Nearly Three-Quarters of Voters Support Banning
Members of Congress from Trading Stocks
At the time, the STOCK Act was an achievement in itself, it made it clear that members of Congress are subject to the law against insider trading. Former Rep. Brian Baird alluded to Georgia’s former Republican Senators who lost their seats due to allegations of insider training when he said: “the STOCK Act is why the Democrats have the Senate right now.” Former Georgia Senators Kelly Loeffler and David Perdue made suspicious stock transactions immediately after private briefings on the onset of the COVID pandemic. Georgia voters replaced them with Democratic Senators Warnock and Ossoff in part due to their trading practices.

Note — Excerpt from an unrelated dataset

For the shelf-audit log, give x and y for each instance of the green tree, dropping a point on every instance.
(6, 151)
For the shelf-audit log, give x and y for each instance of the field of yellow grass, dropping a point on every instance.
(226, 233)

After the pandemic congressional stock scandals over the last two years, here is an opportunity to improve upon the existing standards for conflict of interest this Congress, as shown by the fact that 59 members did not correctly report their transactions in the past couple of years. Current standards that only impact insider trading and transparency do not address conflicts of interest in holding individual stocks.
Congress needs to move quickly to pass comprehensive legislation that bans individual stock trading coupled with sufficient enforcement and penalties. In doing so, members of Congress can better represent their constituents and improve their trust with the American public.